Have you heard? All the trouble the president's been having with his health care initiative is Twitter's fault. So says ad man James Othmer in a New York Times op-ed. Wait, wasn't Twitter saving Iranian democracy like 10 minutes ago?

Yes it was. In the summer, the coastal elites hailed Twitter's brilliant simplicity for allowing the microblogging service to route around authoritarian sensors and transmit poignant messages that made otherwise apathetic Americans really care about Iranian activists, as evidenced by their willingness to turn digital avatars green.

But now they're starting to fret that Twitter and its social networking brethren, like Facebook, are not so much simple as simplistic; reductive media that distill a complex debate like universal health care down to its most emotional, televisable sideshows. Of course, we've seen this flip flop before: Hollywood celebrities fell in love with Twitter as a free marketing channel, then despised it as a haven for uncouth and often unchecked imitators; earnest liberals loved what social nets did for Barack Obama's presidential campaign, but hated the eternal platform they have given birthers.

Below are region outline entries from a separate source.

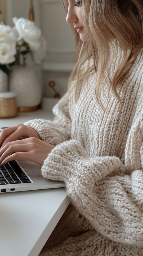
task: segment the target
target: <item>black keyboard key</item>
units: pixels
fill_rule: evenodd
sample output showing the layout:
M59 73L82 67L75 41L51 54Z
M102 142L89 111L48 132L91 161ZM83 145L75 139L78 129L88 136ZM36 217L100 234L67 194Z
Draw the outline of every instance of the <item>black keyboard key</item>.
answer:
M31 182L29 180L21 180L22 183L31 183Z
M14 171L13 172L11 172L10 174L11 176L16 176L15 174L14 173Z
M1 170L2 173L8 173L7 171L6 171L5 169L4 170Z
M5 166L10 166L10 165L9 165L9 164L8 163L6 163L6 164L4 164L4 165Z
M13 179L12 179L11 177L10 177L10 177L7 177L6 178L7 179L7 180L8 180L8 180L13 180Z
M4 173L4 176L5 176L5 177L10 177L10 174L8 173Z
M4 178L4 177L3 176L2 178L0 178L0 181L1 181L1 180L5 180L5 179Z
M0 181L0 185L5 185L8 184L8 183L6 180L2 180Z

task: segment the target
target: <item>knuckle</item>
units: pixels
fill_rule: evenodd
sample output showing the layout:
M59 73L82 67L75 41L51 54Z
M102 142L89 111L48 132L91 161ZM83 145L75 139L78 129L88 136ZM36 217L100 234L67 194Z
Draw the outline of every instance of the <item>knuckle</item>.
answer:
M31 137L30 139L31 142L33 143L34 143L36 140L36 139L35 137Z
M10 146L11 145L11 142L7 142L6 144L6 145L7 147L9 148Z
M14 145L11 144L10 146L9 146L9 148L11 150L12 150L14 148Z
M15 152L15 153L13 153L13 155L15 158L17 158L18 156L18 153L17 152Z

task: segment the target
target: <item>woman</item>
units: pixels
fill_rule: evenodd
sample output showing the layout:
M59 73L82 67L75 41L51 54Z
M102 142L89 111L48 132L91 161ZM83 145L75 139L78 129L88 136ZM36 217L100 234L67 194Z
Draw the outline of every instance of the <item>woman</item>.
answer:
M142 0L63 2L79 54L68 91L53 122L2 131L0 161L65 183L72 204L41 256L142 256Z

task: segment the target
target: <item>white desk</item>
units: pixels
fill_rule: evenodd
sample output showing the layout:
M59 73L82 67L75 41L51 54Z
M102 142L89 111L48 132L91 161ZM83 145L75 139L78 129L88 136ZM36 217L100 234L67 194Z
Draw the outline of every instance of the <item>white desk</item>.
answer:
M46 110L0 119L0 127L52 120ZM0 194L0 256L37 256L70 202L65 188Z

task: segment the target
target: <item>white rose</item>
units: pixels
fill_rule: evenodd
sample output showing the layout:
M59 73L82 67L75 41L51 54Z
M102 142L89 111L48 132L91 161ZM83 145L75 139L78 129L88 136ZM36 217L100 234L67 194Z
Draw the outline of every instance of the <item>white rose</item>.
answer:
M33 22L24 18L13 19L19 36L18 41L23 39L29 45L32 50L36 50L40 47L39 39L41 31Z
M17 41L18 44L19 45L22 45L24 41L23 39L21 39L20 40L18 40L19 37L19 33L18 33L18 31L15 27L13 27L12 28L12 30L14 36L16 39L16 41Z
M4 42L16 43L16 38L10 27L0 24L0 43Z
M0 44L0 63L2 65L9 64L15 60L16 53L15 45L7 42Z
M46 52L46 42L43 36L40 39L40 47L37 51L32 52L32 56L34 61L37 64L41 64L41 60L44 58Z

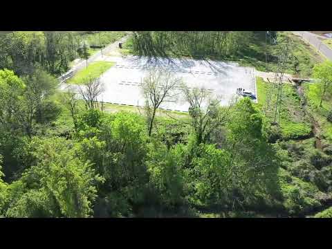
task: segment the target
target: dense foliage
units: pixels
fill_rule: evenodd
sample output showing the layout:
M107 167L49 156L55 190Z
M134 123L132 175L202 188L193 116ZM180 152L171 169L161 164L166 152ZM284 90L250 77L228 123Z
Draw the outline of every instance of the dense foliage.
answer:
M124 32L19 32L0 34L0 69L18 75L31 74L40 66L58 75L69 69L70 62L91 53L90 46L106 46Z
M90 35L95 34L84 35ZM82 35L15 32L0 37L0 46L8 46L0 50L6 68L0 70L0 216L243 216L252 211L331 216L332 138L313 136L311 118L317 117L306 117L295 87L284 89L280 127L270 125L261 102L245 98L221 107L202 89L184 86L179 88L188 115L159 116L160 96L171 98L171 89L165 84L159 93L154 81L146 88L147 98L155 98L147 104L152 115L109 113L56 90L54 75L77 55L77 46L71 47L76 35ZM135 32L133 45L142 55L228 56L252 35ZM264 84L257 83L260 100ZM313 90L308 102L330 111L331 88L320 104L320 84L308 87ZM198 100L205 98L203 107ZM331 133L326 125L322 129Z

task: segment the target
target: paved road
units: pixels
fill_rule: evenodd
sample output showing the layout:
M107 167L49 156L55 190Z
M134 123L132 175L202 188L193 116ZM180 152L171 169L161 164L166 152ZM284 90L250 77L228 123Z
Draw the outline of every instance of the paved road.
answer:
M317 38L317 36L315 34L311 33L308 31L292 31L293 33L299 35L304 40L308 42L319 51L320 51L324 55L325 55L329 59L332 61L332 49L329 48L326 45L322 43L322 41Z
M125 35L123 37L122 37L120 40L118 40L114 43L106 46L102 49L102 54L105 55L110 53L111 50L115 50L116 48L118 48L119 42L122 42L122 43L124 42L128 39L128 37L129 37L129 35ZM95 62L98 60L104 60L104 55L102 55L102 52L98 51L96 53L95 53L93 55L92 55L90 58L88 59L88 65L93 62ZM85 59L82 59L78 64L77 64L73 67L72 67L70 71L73 71L73 75L75 73L77 73L79 70L84 68L86 66L86 62ZM68 73L68 72L67 72L66 73ZM63 75L66 75L66 73L64 73ZM62 82L64 80L62 76L59 77L58 79L60 82Z
M205 88L212 96L221 96L222 105L228 105L234 100L237 88L256 93L254 68L239 66L235 63L178 59L171 63L163 58L151 60L136 56L107 57L104 59L116 64L100 77L105 90L98 98L101 102L143 106L145 98L140 83L149 71L156 68L171 72L190 88ZM66 87L64 83L61 86L62 89ZM189 106L180 89L174 89L174 93L176 98L167 100L169 102L165 102L160 109L187 111Z

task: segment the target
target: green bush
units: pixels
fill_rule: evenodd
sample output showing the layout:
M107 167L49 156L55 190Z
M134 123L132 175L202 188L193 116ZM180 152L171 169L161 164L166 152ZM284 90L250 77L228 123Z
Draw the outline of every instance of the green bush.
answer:
M323 167L328 165L331 163L331 159L330 156L325 155L318 150L315 150L310 156L310 161L317 169L320 169Z
M332 208L316 214L315 218L332 218Z

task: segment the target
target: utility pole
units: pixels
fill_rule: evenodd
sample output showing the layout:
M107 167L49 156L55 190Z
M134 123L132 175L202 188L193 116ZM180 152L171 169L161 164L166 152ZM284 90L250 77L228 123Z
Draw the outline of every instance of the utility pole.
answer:
M85 45L85 39L83 39L83 44L84 44L84 57L85 57L85 60L86 62L86 69L88 69L88 53L86 51L86 46Z
M293 44L293 41L291 41ZM279 56L278 64L275 71L275 78L273 82L270 82L270 87L267 93L266 101L264 109L264 112L266 115L268 111L272 111L273 122L272 124L279 125L280 113L282 105L282 83L284 73L286 69L286 64L289 53L288 41L285 44L278 44L281 48L281 54ZM271 106L271 109L270 109Z
M98 37L99 37L99 46L100 46L100 52L102 52L102 43L100 42L100 31L98 32Z

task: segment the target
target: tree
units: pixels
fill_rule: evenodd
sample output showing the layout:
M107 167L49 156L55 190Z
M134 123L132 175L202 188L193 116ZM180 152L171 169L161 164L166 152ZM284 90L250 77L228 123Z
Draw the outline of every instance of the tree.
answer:
M329 90L331 86L332 62L326 60L323 63L315 65L313 68L313 77L320 80L320 107L322 107L326 91Z
M72 88L68 88L67 91L62 93L61 99L62 103L71 112L71 118L74 123L75 129L77 129L77 115L78 115L78 100L77 99L77 93Z
M0 70L0 125L14 131L21 126L21 103L26 85L10 70Z
M196 142L198 145L204 143L211 133L226 121L229 109L221 108L219 98L212 99L205 89L190 90L185 85L183 85L181 89L190 105L189 114L192 118L191 125L195 131Z
M33 151L35 166L9 187L6 216L91 216L95 185L103 178L95 173L89 160L77 156L71 141L50 138L39 140L38 144Z
M1 172L1 165L2 165L2 156L0 154L0 215L2 215L2 208L3 204L6 202L6 190L8 187L8 184L3 183L2 177L4 176L3 173Z
M98 97L104 91L104 85L99 78L89 77L84 80L84 84L78 85L78 91L85 101L87 109L98 107Z
M149 136L152 132L156 110L162 103L174 101L174 90L180 80L172 77L170 72L162 71L151 71L144 78L141 88L146 101Z
M160 142L153 140L149 145L147 167L149 183L160 209L174 208L184 201L183 172L176 159L174 150L168 149Z
M56 118L59 113L59 109L48 101L49 97L55 92L57 82L41 69L36 70L33 75L24 79L26 82L26 88L22 107L25 115L22 119L26 133L30 137L34 120L45 123Z
M89 52L89 46L86 44L86 41L83 40L83 45L77 50L78 55L82 59L84 59L86 62L86 68L88 68L88 59L90 57L90 53Z

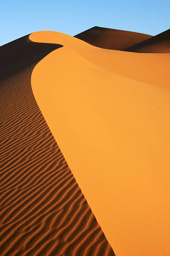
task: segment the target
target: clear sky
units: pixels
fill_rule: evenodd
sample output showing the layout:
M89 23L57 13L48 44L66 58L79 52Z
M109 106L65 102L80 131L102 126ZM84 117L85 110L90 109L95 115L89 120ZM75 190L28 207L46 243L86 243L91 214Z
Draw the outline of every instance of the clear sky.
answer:
M30 33L74 36L97 26L155 35L170 28L170 0L0 0L0 45Z

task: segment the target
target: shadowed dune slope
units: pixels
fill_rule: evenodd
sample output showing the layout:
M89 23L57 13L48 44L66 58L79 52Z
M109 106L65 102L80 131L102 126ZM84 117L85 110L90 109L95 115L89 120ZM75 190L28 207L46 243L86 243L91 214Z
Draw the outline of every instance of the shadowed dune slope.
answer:
M96 46L114 50L122 50L152 37L141 33L95 26L75 37Z
M62 46L0 47L1 256L114 255L32 90L35 66Z
M140 53L170 53L170 29L123 51Z
M63 45L35 67L33 91L116 255L168 255L169 54L51 31L29 38Z

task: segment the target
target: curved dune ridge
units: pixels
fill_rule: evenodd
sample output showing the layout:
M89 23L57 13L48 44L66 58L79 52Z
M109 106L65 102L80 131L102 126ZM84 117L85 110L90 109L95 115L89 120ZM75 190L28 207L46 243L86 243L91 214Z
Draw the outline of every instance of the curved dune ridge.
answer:
M32 90L35 65L62 46L26 36L0 48L2 256L114 255Z
M97 26L74 36L94 46L114 50L123 50L152 37L142 33Z
M63 46L36 66L33 90L116 255L169 255L169 55L29 38Z
M170 29L158 34L123 51L139 53L170 53Z

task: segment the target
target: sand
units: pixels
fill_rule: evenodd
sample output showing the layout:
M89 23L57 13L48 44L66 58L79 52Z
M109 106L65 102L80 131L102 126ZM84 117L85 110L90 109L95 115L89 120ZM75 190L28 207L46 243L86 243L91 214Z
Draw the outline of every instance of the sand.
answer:
M95 26L74 36L98 47L123 50L150 38L152 36L130 31Z
M0 47L1 256L114 255L32 90L35 66L62 46L28 36Z
M170 251L169 55L63 45L35 67L34 95L116 255Z
M123 50L140 53L170 53L170 29Z

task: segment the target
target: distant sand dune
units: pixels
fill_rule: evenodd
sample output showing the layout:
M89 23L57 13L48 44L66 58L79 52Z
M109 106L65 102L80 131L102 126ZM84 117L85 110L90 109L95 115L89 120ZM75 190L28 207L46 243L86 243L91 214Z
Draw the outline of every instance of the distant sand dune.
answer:
M1 256L114 255L32 92L34 67L61 46L0 48Z
M123 50L150 38L152 36L130 31L95 26L76 35L74 37L101 48Z
M116 255L168 255L169 54L29 38L63 46L35 67L33 90Z
M170 53L170 29L123 51L140 53Z

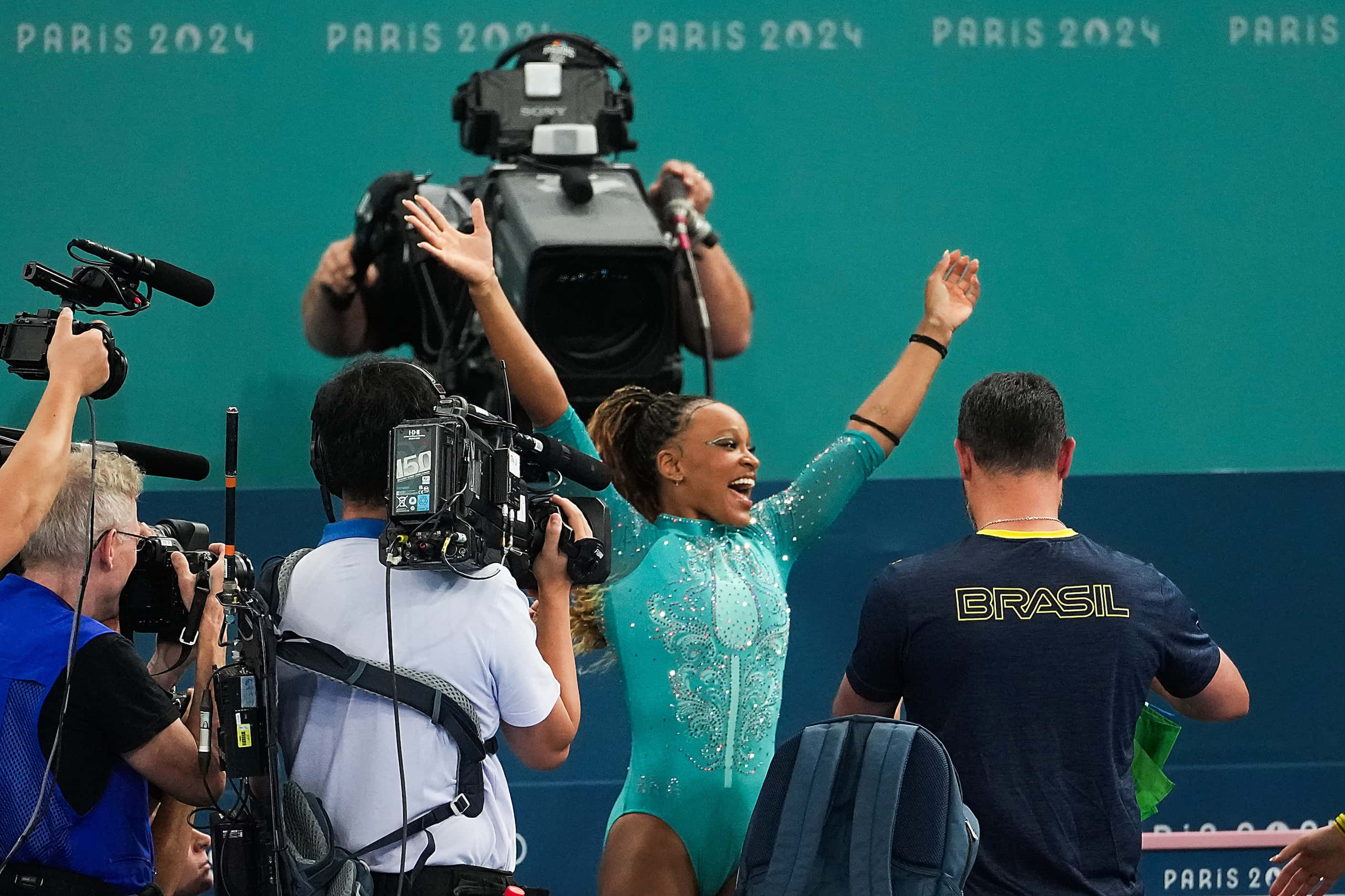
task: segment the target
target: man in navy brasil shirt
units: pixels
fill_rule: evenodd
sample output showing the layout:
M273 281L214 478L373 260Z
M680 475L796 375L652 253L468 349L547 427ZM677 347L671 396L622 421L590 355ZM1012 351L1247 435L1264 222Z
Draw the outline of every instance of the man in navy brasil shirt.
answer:
M874 582L834 712L933 731L982 823L968 896L1137 896L1135 721L1247 713L1247 686L1154 567L1059 519L1075 441L1034 373L962 399L954 442L976 533Z

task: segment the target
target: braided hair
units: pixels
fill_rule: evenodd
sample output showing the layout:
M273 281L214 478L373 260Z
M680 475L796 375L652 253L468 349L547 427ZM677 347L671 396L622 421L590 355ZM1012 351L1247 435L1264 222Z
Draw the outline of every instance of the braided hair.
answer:
M643 386L627 386L593 411L588 430L599 457L612 470L616 490L646 520L652 523L660 512L659 451L682 434L697 408L713 402L703 395L651 392ZM608 646L603 634L605 591L603 586L576 588L570 634L577 654Z

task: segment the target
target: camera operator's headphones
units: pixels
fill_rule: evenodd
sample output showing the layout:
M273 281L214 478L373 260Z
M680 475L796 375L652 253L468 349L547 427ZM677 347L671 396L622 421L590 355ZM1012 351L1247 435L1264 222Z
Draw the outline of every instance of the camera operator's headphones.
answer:
M444 391L444 387L440 384L440 382L434 379L434 375L426 371L416 361L404 357L386 357L377 361L377 364L405 365L421 373L426 379L426 382L429 382L430 387L433 387L434 394L438 396L434 404L434 416L448 416L452 412L452 408L456 407L455 402ZM332 510L332 496L335 494L336 497L340 497L340 482L334 481L330 470L327 469L327 449L323 445L323 434L321 430L317 427L316 415L317 415L317 402L315 400L313 410L308 415L308 420L309 423L312 423L312 430L311 430L312 435L309 437L308 442L308 466L312 469L313 478L317 480L317 488L321 490L323 509L327 512L327 521L335 523L336 513Z
M476 156L491 156L492 146L500 137L500 116L495 109L482 105L482 81L491 78L504 64L529 50L543 44L574 44L570 64L576 69L611 69L620 75L616 90L608 85L603 107L599 110L599 145L604 152L625 152L636 148L631 140L627 124L635 118L635 97L631 94L631 77L615 52L584 35L569 31L549 31L519 42L499 55L495 64L486 71L476 71L465 83L459 85L453 94L453 121L461 122L459 142L463 149ZM562 63L564 64L564 63Z

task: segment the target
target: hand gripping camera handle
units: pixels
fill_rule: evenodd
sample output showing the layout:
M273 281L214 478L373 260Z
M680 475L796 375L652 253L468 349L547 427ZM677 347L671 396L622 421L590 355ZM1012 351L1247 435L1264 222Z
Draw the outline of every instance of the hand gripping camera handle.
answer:
M612 470L597 458L582 451L576 451L565 442L553 439L550 435L533 433L531 435L518 435L515 445L526 451L529 459L546 470L555 470L561 476L573 480L585 489L601 492L612 485Z

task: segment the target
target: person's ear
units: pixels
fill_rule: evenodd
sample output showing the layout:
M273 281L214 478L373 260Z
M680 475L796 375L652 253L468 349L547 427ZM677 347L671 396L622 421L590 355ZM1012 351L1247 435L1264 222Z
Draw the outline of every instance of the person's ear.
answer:
M654 462L659 467L659 476L664 480L672 482L674 485L682 485L682 480L686 478L686 473L682 472L682 451L675 447L666 447L658 453Z
M114 531L109 531L108 535L102 536L98 545L94 548L94 562L97 562L98 568L104 572L112 572L117 560L117 539L124 536Z
M952 451L958 455L958 470L962 473L963 480L971 478L971 472L976 462L971 457L971 449L962 443L962 439L952 441Z
M1067 438L1060 446L1060 457L1056 458L1056 474L1061 480L1069 476L1069 466L1075 462L1075 441Z

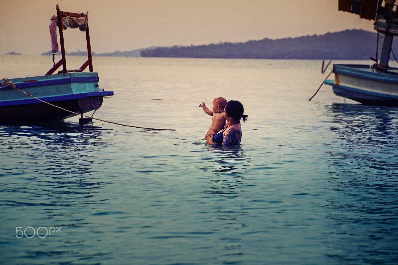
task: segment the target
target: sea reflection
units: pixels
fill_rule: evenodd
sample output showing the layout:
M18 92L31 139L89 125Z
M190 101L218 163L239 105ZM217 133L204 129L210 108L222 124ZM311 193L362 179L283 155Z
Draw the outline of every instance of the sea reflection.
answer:
M330 129L340 134L375 132L378 136L396 138L398 132L398 109L361 104L334 103L326 106L333 114L332 122L339 126Z
M392 264L398 256L398 110L335 104L328 111L338 137L328 143L331 195L320 205L329 209L334 230L325 244L334 253L326 255L345 264Z
M208 147L211 151L214 163L209 167L206 176L210 185L206 187L206 193L222 197L238 197L238 186L245 178L244 170L249 159L240 145L228 146L212 145Z
M0 244L10 255L18 255L10 250L18 248L26 250L20 256L63 255L54 248L73 244L68 233L90 225L87 211L95 212L107 199L101 189L109 182L98 168L103 163L101 149L109 145L100 137L104 133L101 127L67 122L0 126ZM28 247L29 242L10 237L16 225L62 226L64 234Z

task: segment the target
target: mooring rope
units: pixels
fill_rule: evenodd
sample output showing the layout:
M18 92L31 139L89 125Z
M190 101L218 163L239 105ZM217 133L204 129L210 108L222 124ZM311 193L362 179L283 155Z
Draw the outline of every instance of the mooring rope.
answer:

Of course, this dysfunctional, love-hate relationship is basically endless. The brands might change from year to year, but the practice of ultra-concise and often crude networked communication is only going to become more common. The lessons for the future are, as always, in the past; it was the current president who showed there was an emotional and reductive way to package online the candidacy of a novice black politician with a Kenyan father and a liberal political platform. There's got to be a way for him to similarly distill the health care debate. He could start by asking Michael Moore for tips.